Occasionally the leading minds behind such efforts bare their real intentions. American University Professor Robert Pastor, a champion of what he calls the “North American Community,” wrote a 2004 article in Foreign Affairs, the journal of the Council on Foreign Relations, acknowledging that “NAFTA was merely the first draft of an economic constitution for North America,” He also wrote that “the European experience with integration has much to teach North American policymakers.”

In Europe, some public officials have acknowledged how they had been deceived. An official of Britain’s United Kingdom Independence Party laments, “The EU was sold to the people as a trading agreement and has turned into a political union which is changing our basic laws and traditions.” Czech President Vaclav Klaus said the EU means “no more sovereign states in Europe.” And early in 2007, Roman Herzog, the former president of Germany, noted with dismay that “84 percent of the legal acts in Germany” now originate at EU headquarters in Brussels. He questioned whether Germany could still “unreservedly be called a parliamentary democracy.” Here in the United States, NAFTA set the stage for these very same consequences.

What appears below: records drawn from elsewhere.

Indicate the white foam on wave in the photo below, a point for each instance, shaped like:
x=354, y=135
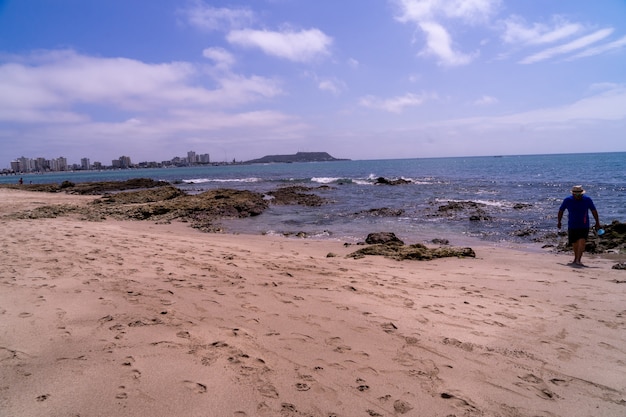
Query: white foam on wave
x=225, y=180
x=325, y=180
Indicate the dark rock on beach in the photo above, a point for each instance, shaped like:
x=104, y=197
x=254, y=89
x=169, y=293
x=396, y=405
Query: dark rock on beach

In addition to the destructive effects listed above, NAFTA mandates that poorly inspected Mexican trucks have free access to all U.S. highways, and it constitutes the real reason that our southern border remains wide open. All of this is designed to bring our nation down and lift Mexico up so that, along with Canada, an eventual merger of the three nations will be far more easily accomplished.

Also, because of NAFTA, the internationalists behind this monstrous scheme deem that they have the “authorization” to proceed toward “integrating” the United States with Mexico and Canada with no further input from Congress. They even launched the U.S.-Canada-Mexico Security and Prosperity Partnership in 2005 as a prelude to a more binding “regional trading group” commonly labeled the North American Union.

Regionalism
The business and political elitists who are guiding this transformation have even admitted that they won’t be content with achieving regional governance, but that their end goal is global governance. In 1995, another of America’s veteran promoters of country-by-country merger spoke at a forum arranged by the Gorbachev Foundation. Zbigniew Brzezinski, the primary architect of David Rockefeller’s globalist Trilateral Commission, told the gathering, “We cannot leap into world government in one quick step. In brief, the precondition for eventual globalization — genuine globalization — is progressive regionalization because thereby we move toward larger, more stable, more cooperative units.”

Led by President Bush and his top internationalist teammates, the globalists promoting these attacks on our nation’s independence are proceeding without even notifying Congress. No one in either the House or the Senate should stand for such arrogance and destructiveness. Whether Democrat or Republican, all who serve in Congress must be alerted about these plans. Nothing less than the Declaration of Independence, the Constitution of the United States, and the freedom of the American people are at stake.
http://www.thenewamerican.com/node/5835

Let us remember than within days of David Rockefeller's public pronouncement, Henry Kissinger was running around; pushing the deal.